Here are some pictures of work cars on the Loyet Logging Company. Some of you may have seen them on the old site, but I now have a better camera to take pictures. First is the work / blacksmith car 


























































Next are the logging disconnects made out of New Bright trucks 


























and here is the caboose based on the HO scale model made by Kadee 










































If you have any questions feel free to ask. Hope you enjoyed the pictures. 

Aaron Loyet


----------



## vsmith (Jan 2, 2008)

Nice stuff, when do we get a video of the Frankenstein Shay pullings these around?


----------



## jimtyp (Jan 2, 2008)

Aaron, great modeling! I like the realistic look your models provide, including the weathering, very nice! I do have one complaint. The line for the winch detracts from the model because it appears to be heavier than the hook, so it looks loose. What did you use? Maybe try some thinner thread? I do like the black and white shots also, makes the models look like they are from a time in the past


----------



## Richard Smith (Jan 2, 2008)

Very nice modeling and weathering!


----------



## trainbuffjr (Jan 11, 2008)

Thanks for the great replies guys. I used wax linen for rope which is to heavy, using smaller thread is a good idea. 

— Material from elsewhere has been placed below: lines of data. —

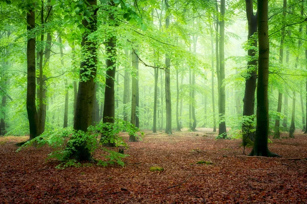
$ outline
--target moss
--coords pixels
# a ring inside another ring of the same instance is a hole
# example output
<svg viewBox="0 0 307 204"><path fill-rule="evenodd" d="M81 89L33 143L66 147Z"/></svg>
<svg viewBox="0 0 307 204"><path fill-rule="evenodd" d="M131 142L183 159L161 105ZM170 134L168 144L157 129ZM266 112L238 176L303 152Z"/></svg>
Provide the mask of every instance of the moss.
<svg viewBox="0 0 307 204"><path fill-rule="evenodd" d="M213 163L212 162L210 162L210 161L204 161L204 160L199 161L196 163L197 164L206 164L207 165L210 165L210 164L213 164Z"/></svg>
<svg viewBox="0 0 307 204"><path fill-rule="evenodd" d="M159 166L152 166L149 169L150 171L163 171L164 169L163 167L159 167Z"/></svg>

Vic, next time I have the shay and cars out I will try to make a video and post it. 
If you have any more questions feel free to ask. 

Thanks, 
Aaron Loyet


----------



## rgolding (Jan 2, 2008)

I have the pleasure of being a member of the Gateway Garden Railroad Club with Aaron. His modeling talent is very striking. He keeps coming up with little new items that keep you coming back looking for more. If he creates bad work, I think he keeps it hidden. ;-)


----------



## chuckger (Jan 2, 2008)

Hi Aaron, 

Great looking cars, you gotta get them together with the shay and take some picks. 

chuckger


----------